Because of the Affordable Care Act, young adults can now remain on their parents’ insurance plan until age 26. Insurers cannot discriminate against people with pre-existing conditions by denying coverage, charging higher premiums, or refusing to cover care related to those conditions. Insurers are not allowed to impose lifetime or annual dollar limits. People with incomes of up to 400% of the federal poverty level (FPL) are eligible for subsidies to purchase health coverage. All plans are required to cover certain minimum benefits. Medicaid was expanded in 32 states in addition to the District of Columbia. There are countless other provisions in the ACA that are important to people with disabilities. The ACA has unquestionably improved access to care for people with disabilities and chronic conditions to help them live healthy, independent, and fulfilling lives. Since its passage, there have been many attempts to overturn the ACA and undercut its provisions, and at each of these attempts, the disability community has organized and advocated for the ACA to remain in place.

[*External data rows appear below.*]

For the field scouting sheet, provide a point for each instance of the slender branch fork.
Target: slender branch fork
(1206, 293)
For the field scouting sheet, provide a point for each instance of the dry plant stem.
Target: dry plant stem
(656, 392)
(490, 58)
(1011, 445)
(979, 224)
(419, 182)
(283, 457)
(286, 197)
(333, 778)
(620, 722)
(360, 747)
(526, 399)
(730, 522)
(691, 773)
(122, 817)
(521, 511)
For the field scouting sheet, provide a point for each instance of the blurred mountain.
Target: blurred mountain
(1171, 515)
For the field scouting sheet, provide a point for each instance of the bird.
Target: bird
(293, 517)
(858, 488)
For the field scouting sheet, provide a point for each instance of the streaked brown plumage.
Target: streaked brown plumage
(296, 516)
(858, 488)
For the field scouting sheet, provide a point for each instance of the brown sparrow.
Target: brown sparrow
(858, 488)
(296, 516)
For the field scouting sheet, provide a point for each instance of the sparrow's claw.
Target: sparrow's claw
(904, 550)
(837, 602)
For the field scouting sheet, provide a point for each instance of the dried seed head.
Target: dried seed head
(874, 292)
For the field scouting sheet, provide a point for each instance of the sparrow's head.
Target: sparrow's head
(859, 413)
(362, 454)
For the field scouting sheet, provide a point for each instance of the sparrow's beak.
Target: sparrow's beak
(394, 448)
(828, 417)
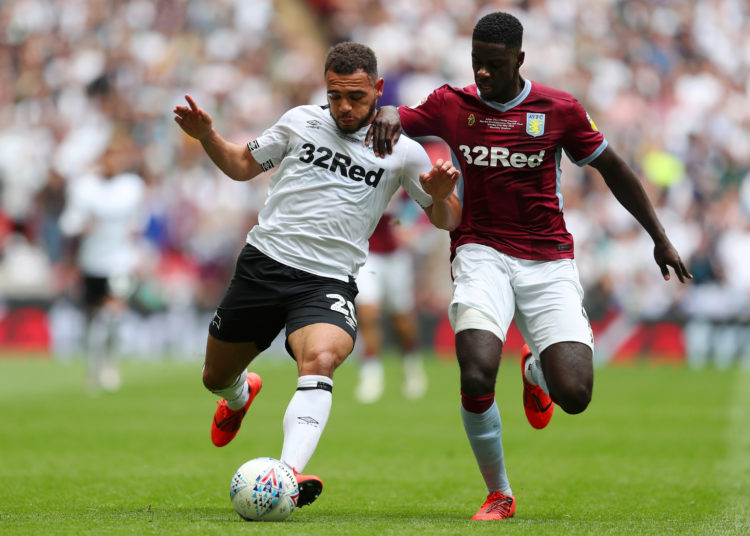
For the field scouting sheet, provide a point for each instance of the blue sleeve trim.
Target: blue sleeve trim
(593, 156)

Technology, the Gig, and App Economy
Today, the use of technology and the gig economy across industries create new opportunities and barriers for the disability community. Advances in technology, web-based systems, artificial intelligence, autonomous vehicles, 5G technology, and “smart” states and cities can provide for new ways of navigation, access to services, and employment. But development of these new tools often outpaces the development of accessibility standards, and disabled people are frequently excluded from enjoying the benefits of these tools.
The rise in the gig economy creates new flexible employment options for people with disabilities but also creates major questions and concerns regarding these issues include worker classification, civil rights and worker protections, portable benefits, informed choice of worker status and data collection. Research on these emerging technologies reveals algorithms, artificial intelligence, and other technologies can replicate and increase biases around gender, race, disability, and other identities. Understanding these shifts and how they interact with and influence each other is among the key policy and civil rights decisions of the next 30 years.

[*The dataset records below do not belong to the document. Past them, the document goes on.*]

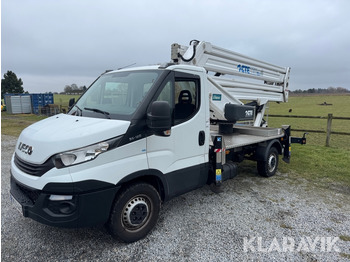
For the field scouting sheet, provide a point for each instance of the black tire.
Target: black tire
(269, 165)
(135, 212)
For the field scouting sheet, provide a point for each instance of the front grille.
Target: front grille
(24, 195)
(33, 169)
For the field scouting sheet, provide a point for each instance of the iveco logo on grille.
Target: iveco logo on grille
(25, 148)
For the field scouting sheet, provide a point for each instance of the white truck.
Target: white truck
(141, 136)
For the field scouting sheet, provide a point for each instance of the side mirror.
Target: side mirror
(71, 102)
(159, 118)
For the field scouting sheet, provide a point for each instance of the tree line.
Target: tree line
(329, 90)
(11, 84)
(73, 89)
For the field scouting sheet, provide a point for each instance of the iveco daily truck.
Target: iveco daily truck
(140, 136)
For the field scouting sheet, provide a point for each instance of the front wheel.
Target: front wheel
(268, 166)
(135, 212)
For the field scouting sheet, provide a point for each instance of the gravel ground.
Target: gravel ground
(254, 218)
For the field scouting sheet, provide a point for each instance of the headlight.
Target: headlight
(84, 154)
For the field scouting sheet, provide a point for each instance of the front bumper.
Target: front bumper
(68, 205)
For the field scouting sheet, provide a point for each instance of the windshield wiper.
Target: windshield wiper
(98, 111)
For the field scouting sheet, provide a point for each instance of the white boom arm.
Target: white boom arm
(256, 80)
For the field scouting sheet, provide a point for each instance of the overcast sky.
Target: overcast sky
(50, 43)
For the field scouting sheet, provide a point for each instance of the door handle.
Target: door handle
(201, 138)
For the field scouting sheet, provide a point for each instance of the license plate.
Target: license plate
(16, 204)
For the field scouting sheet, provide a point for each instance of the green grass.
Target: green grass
(314, 161)
(310, 106)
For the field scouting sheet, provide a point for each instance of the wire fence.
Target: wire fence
(328, 131)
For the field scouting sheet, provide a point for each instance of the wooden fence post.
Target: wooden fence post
(329, 128)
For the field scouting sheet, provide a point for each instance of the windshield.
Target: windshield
(116, 95)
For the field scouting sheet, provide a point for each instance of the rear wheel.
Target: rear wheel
(135, 212)
(268, 166)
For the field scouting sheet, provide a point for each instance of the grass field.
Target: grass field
(314, 161)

Championing Disability Rights in the Present and Beyond
There is still work to be done. We will continue to build political and economic power for disability rights movement with a focus on:
Celebrating disability and empowering people with disabilities to lead and advocate for their diverse needs.
Advocating for the right for people with disabilities to live in their homes and communities by providing accessible and equitable transportation and housing.
Strengthening infrastructure in the wake of COVID-19 to ensure people with disabilities have control over their healthcare decisions and equal access to quality, affordable, and comprehensive care — especially disabled people of color.
Eliminating systemic, discriminatory practices that create barriers to community integration, economic opportunity, and self-empowerment.
Removing obstructions to political participation for people with disabilities.